PELA SEGUNDA VEZ LEITURA DE DENÚNCIA DE TEMER É ADIADA NO PLENÁRIO DA CÂMARA

Uma nova tentativa de leitura da denúncia contra o presidente Michel Temer em plenário da Câmara foi frustrada na tarde de ontem. Por falta de quórum, a sessão foi adiada para hoje, às 11h30.


Para que a denúncia pudesse ser apresentada aos parlamentares era necessária a presença de pelo menos 51 dos 513 deputados, mas apenas 23 registraram presença na Casa. Chico Alencar (PSOL-RJ), um dos presentes no plenário, avaliou ser "muito estranho" que a "base esteja fazendo corpo mole para a leitura de um mero relatório".

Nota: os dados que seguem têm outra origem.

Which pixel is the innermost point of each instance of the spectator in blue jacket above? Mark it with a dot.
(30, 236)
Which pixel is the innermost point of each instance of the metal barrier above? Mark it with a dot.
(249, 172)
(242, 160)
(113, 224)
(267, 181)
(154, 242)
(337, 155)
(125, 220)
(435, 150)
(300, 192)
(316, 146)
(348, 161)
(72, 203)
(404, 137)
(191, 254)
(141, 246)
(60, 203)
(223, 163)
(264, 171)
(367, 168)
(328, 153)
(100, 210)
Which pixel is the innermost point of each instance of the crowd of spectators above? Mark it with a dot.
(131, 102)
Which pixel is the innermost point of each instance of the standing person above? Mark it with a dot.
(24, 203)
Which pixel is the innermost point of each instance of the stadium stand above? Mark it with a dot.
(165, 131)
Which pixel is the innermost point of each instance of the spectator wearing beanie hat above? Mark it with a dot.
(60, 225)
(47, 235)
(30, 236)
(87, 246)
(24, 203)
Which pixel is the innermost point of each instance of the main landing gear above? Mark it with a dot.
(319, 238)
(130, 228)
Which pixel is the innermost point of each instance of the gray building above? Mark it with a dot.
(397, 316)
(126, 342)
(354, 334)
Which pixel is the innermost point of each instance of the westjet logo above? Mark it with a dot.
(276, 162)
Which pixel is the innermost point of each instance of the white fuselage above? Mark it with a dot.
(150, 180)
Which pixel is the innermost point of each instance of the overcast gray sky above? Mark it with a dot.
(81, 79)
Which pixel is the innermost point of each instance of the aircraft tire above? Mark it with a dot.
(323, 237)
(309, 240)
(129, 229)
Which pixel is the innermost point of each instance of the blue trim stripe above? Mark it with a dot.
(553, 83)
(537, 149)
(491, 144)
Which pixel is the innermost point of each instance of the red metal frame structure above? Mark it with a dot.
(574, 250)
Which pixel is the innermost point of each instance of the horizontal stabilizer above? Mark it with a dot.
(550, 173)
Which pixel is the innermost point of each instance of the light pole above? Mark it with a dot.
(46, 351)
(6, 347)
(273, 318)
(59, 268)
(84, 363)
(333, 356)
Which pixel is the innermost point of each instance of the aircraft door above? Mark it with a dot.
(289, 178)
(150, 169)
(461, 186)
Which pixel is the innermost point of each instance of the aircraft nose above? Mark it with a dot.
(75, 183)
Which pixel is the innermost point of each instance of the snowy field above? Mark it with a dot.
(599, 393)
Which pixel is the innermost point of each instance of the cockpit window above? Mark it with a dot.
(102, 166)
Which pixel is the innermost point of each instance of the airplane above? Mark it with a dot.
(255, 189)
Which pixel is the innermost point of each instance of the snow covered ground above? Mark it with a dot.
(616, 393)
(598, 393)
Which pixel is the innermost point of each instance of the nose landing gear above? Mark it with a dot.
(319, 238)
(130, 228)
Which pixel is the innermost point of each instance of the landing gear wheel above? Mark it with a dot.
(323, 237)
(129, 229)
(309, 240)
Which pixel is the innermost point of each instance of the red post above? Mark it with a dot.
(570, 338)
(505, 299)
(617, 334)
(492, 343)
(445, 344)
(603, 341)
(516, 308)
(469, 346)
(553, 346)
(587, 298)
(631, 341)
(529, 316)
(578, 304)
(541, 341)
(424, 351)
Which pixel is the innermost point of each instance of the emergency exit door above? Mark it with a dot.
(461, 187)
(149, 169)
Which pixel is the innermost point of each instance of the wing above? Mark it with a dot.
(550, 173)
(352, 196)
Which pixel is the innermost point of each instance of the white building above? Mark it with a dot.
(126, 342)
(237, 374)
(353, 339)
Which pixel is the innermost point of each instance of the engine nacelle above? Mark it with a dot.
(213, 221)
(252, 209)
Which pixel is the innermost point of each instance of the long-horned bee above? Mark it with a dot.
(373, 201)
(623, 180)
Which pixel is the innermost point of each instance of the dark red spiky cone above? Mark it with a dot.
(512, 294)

"A base do governo, que teria total facilidade para acelerar esse processo, não está vindo. Cada gesto de deputado da base aqui tem um custo. Cada dia que se perde, uma nova delação pode aparecer. Isso tudo é muito incômodo para o governo". Para Alencar, a falta de quórum pode ser uma sinalização da base para mostrar que sem o apoio dela, "o governo não anda".

No relatório entregue ao STF em 16 de setembro, o ex-procurador acusa Temer de integrar uma organização criminosa e de obstrução à Justiça.

Ontem, depois de uma reunião de cerca de duas horas com a presidente do STF, ministra Cármen Lúcia, o presidente da Câmara dos Deputados, Rodrigo Maia (DEM-RJ), disse que não cabe o fatiamento da votação da denúncia contra Temer e os ministros Eliseu Padilha (Casa Civil) e Moreira Franco (Secretaria-Geral da Presidência)

Também foi adiado o anúncio do nome do relator da denúncia contra o presidente na Comissão de Constituição e Justiça (CCJ).

CPMI da JBS

O governo federal irá utilizar a CPMI da JBS como linha auxiliar de ataque de Temer à segunda denúncia contra ele.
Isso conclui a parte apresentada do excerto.